I don't really get lonely these days. I would say that I have always been a loner. Like I act, but I have never really hung out with actors. I write and direct, but I never really hang out with writers and directors. I like music, but hardly hang out with musicians. I like sports, but hardly hang out with athletes (though I have a few friends who are sports fans). I've always just kinda been on my own and continue to be so.

I am more of an outsider if anything. There isn't one environment that I can 100% belong in.
 
I am a bit of both. 90% loner and introvert, 10% lonely.
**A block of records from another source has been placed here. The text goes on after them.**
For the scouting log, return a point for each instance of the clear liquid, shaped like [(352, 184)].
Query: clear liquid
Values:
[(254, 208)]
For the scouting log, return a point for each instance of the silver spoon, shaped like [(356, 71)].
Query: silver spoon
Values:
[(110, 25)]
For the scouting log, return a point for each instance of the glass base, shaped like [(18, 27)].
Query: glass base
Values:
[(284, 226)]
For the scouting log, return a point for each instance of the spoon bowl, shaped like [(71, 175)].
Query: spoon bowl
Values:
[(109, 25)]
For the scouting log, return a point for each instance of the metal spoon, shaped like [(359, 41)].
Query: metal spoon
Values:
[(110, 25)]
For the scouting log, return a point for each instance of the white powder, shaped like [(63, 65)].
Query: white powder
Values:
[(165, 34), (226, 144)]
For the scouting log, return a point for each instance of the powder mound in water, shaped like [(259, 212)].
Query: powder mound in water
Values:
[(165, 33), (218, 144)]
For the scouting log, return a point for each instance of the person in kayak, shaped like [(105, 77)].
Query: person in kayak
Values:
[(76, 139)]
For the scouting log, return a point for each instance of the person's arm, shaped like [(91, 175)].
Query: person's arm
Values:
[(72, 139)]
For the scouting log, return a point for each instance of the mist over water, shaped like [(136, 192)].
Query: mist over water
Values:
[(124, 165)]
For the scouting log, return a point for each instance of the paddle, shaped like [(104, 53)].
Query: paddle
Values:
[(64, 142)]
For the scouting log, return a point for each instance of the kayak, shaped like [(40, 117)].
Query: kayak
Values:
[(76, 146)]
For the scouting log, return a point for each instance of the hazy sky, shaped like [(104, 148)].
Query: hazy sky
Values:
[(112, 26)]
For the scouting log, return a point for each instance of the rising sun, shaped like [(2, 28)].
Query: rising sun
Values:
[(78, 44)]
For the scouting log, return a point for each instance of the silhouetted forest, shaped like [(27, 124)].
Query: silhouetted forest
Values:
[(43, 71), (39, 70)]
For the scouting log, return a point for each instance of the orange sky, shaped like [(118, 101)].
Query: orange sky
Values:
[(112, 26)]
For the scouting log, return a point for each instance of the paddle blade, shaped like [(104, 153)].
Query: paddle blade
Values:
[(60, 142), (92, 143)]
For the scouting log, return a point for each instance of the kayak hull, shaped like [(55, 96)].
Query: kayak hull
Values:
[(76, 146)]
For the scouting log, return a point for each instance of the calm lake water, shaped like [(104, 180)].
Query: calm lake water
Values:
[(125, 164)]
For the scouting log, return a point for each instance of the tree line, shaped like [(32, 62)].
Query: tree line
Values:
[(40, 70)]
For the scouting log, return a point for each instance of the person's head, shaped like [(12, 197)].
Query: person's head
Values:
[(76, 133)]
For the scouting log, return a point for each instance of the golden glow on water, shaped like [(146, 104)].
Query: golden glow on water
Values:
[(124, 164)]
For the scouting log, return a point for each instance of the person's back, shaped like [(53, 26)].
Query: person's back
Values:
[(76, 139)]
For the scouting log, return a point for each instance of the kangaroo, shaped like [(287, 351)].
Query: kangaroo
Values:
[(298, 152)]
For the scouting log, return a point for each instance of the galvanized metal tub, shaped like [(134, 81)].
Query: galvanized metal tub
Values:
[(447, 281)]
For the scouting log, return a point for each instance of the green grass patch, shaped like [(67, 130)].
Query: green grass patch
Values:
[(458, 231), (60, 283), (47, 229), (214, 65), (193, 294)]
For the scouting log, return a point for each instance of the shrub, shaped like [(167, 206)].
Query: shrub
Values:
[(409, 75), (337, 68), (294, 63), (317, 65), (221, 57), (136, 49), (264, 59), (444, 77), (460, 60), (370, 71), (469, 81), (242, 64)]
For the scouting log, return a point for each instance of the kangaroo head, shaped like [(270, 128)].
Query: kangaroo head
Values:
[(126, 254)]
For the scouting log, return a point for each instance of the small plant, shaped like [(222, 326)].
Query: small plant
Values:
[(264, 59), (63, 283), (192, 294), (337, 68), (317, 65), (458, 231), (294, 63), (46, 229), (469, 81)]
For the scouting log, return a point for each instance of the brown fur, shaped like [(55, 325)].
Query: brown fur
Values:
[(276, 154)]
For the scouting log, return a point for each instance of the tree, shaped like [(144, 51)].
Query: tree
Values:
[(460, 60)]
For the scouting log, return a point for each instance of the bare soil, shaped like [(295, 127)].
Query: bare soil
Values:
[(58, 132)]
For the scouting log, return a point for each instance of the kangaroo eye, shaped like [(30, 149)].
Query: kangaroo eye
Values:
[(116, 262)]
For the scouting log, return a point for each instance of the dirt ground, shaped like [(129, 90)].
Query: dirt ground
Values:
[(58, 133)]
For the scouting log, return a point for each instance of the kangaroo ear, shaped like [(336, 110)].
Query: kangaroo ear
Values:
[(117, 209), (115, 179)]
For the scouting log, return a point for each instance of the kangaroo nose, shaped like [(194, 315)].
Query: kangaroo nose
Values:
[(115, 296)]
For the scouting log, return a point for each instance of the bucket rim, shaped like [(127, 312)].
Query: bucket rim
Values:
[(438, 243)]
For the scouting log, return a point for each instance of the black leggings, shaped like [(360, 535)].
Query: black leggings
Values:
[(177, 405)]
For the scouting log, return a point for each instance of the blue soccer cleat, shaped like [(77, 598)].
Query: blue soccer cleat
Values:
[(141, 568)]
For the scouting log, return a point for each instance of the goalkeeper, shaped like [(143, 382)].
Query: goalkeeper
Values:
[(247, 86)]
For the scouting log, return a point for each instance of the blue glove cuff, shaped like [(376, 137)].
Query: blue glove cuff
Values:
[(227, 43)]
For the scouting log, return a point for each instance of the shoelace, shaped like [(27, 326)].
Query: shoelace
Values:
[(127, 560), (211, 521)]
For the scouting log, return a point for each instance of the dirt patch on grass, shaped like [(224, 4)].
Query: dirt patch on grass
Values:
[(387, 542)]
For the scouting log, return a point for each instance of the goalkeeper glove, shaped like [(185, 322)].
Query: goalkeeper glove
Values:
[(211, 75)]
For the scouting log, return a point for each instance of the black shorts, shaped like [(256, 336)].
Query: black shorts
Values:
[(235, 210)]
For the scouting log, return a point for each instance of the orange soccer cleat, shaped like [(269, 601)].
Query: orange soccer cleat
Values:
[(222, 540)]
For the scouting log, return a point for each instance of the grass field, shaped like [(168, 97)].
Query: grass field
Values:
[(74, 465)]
Loners, if you catch them, are well worth the trouble. Not dulled by excess human contact, nor blasé or focused on your crotch while jabbering about themselves, loners are curious, vigilant, full of surprises. They do not cling. Separate wherever they go, awake or asleep, they shimmer with the iridescence of hidden things seldom seen. ––Anneli Rufus, Party of One: The Loners’ Manifesto

The 10% is unfortunate. I just can't abide dishonesty and the other crap people bring to relationships. The art of communication is lost, arguments that never mattered in the first place become huge stumbling blocks. People need to realise what matters in life! It's not pride, bias or ego. *Shakes her head*

It breaks my heart, but I just can't do it anymore. That 10% is just going to have to stay unsatiated. Love shall remain the high point of my dreams.

As for general company, I have more of it than I can handle. I live in a shared household. Thankfully my housemates give me my space, right now I am relaxing in my bedroom listening to music, they are outside being social. :p
 
I'm a loner alright. I'm just a lonely loner on a lonely road, alone.